Unattach from Attachment

Xperience Growthblogposts

It’s just as dangerous to be attached to achieving a goal as it is to be fearful that it won’t come true.

I’ll admit, this is a tricky one. 

Avoiding the fear around failure makes total sense. Fear can cripple us and make it difficult, if not impossible, to achieve our goals. Intuitively we get that.

How, then, is being attached to a goal, even striving for it, equally as harmful as the crippling fear?

When we become too attached to an outcome we want, we become fixated on it. It puts our focus on the future and not in the present. Tension persists because we don’t currently have the thing we want. Attachments lead to feelings of anxiety because we want to control someone that is currently uncontrollable – our future.

A foundational tenant in Mindfulness-Based Stress Relief (MBSR) is non-striving. It suggests getting your goals will happen naturally and more successfully if you allow the process to unfold.

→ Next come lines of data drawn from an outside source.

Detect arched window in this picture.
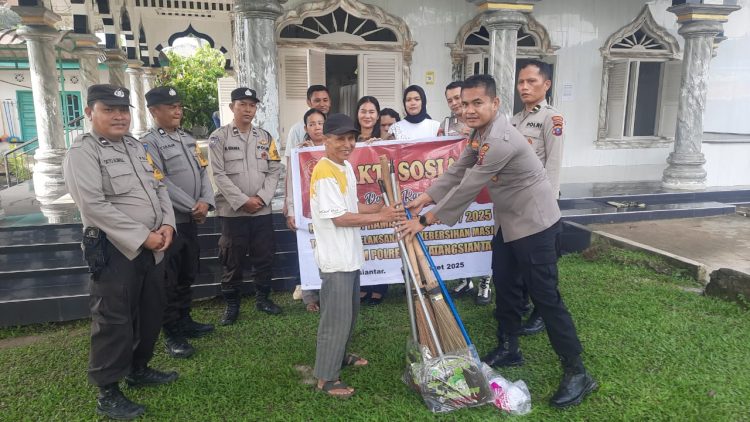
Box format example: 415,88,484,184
596,5,681,148
446,14,558,80
120,7,138,60
279,7,398,42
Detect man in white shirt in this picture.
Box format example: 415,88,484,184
284,85,331,166
310,114,405,398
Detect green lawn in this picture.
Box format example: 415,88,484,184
0,251,750,421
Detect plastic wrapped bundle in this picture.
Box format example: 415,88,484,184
405,347,494,413
482,363,531,415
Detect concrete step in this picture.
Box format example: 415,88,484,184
561,198,735,224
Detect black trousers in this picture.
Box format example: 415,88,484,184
492,221,583,358
219,214,276,295
88,242,165,386
164,221,201,325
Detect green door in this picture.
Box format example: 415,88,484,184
16,91,36,141
16,91,83,141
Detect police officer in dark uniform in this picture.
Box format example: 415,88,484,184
510,60,564,335
208,88,281,325
399,75,597,407
141,86,214,358
63,85,177,419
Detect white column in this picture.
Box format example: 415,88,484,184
68,34,103,132
12,6,66,209
104,48,129,88
485,9,526,118
141,67,158,129
125,61,148,138
662,4,739,190
234,0,283,140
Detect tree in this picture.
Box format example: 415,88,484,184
157,45,225,128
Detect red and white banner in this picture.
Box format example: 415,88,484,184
290,137,495,289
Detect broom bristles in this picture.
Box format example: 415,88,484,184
429,287,467,352
414,294,438,357
410,238,467,352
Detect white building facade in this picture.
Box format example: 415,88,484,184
0,0,750,194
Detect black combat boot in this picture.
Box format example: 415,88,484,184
482,337,524,368
549,356,598,408
255,290,281,315
180,310,214,338
125,366,179,387
220,289,240,325
518,308,544,336
96,382,146,421
164,321,195,358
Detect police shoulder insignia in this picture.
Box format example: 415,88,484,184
477,144,490,164
146,152,164,180
552,115,563,136
195,142,208,167
268,138,281,161
469,139,479,151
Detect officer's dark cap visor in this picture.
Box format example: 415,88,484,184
86,84,132,107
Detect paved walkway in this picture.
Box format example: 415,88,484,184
588,214,750,274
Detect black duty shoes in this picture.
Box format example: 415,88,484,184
96,382,146,421
549,357,598,408
125,366,178,387
518,312,544,336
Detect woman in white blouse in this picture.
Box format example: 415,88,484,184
388,85,440,140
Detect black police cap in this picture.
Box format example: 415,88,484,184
323,113,359,135
86,84,130,106
232,88,260,102
146,86,182,107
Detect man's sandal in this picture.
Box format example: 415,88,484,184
342,353,370,368
315,380,354,399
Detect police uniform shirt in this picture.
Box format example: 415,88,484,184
63,131,175,263
427,113,560,242
510,100,564,198
208,122,281,217
141,127,214,223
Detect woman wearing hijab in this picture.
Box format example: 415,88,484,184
388,85,440,139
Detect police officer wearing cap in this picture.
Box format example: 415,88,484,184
208,88,281,325
510,60,563,335
398,75,597,407
63,85,177,419
141,86,214,358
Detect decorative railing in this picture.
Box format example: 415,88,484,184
3,115,85,188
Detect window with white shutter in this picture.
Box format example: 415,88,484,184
279,49,309,145
217,76,237,126
596,5,681,148
658,61,682,139
607,60,630,138
360,53,403,110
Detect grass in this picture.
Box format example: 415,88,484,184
0,251,750,421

To achievers this comes across as passive or way too lackadaisical. The “Type A” personalities want to make things happen; non-striving can come across as the opposite of what it takes AND what we want to do.

All too often, I put this theory to the test walking out the door to drive somewhere. We’ll be in a rush getting the kids wrangled in the car. Inevitably, we’re running late. I realized that I don’t have the keys, or my wallet, or my phone. I don’t know where they are.

Naturally, stress kicks in. My sole focus in the world is wanting that missing item so we can get wherever we’re going without running too far behind. I do that mad dash though the house frantically looking. The harder I look, the less it feels like I know where to look. I finally find myself on the 4th or 5th round through the house not even really looking, just moving from room-to-room. I’m so attached to the outcome of having my keys that my mind is practically shutting down.

About that time, my mind gave in. I stop trying so hard and I allow myself to breathe. I calm down knowing that finding the keys is out of my control, because had they been sitting in plain sight, I would have seen them.

I’m sure you feel this too. We’ve all been there. The most interesting thing, though, is not too long after I come down from the stress, I recall that the keys are in the pocket of the pants I wore a couple days ago. Like magic, the keys are there.

Our goal should be to stay in the present. The here & now is where we can take action. The present is where we can make changes. The only thing truly real is this very moment.

You might be thinking, sounds great if I’m a zen master. However, chances are that you’re a go-getter who cares deeply about your goals.

Chris Suarez, my partner Xperience Growth Coaching, says this: Be patient with your results; be impatient with your activity.

Work super hard. Work smart. Work on purpose. Let the results take care of themselves. Through that approach, the wins and losses become lessons that you can use in the present to make adjustments in your actions.

The present is a powerful place to be. We can come back to the present when we detach from our attachments.

Life feels more fluid, you make better & more creative decisions, you’re more joyful AND you actually hit the goals when you finally let go of the attachment.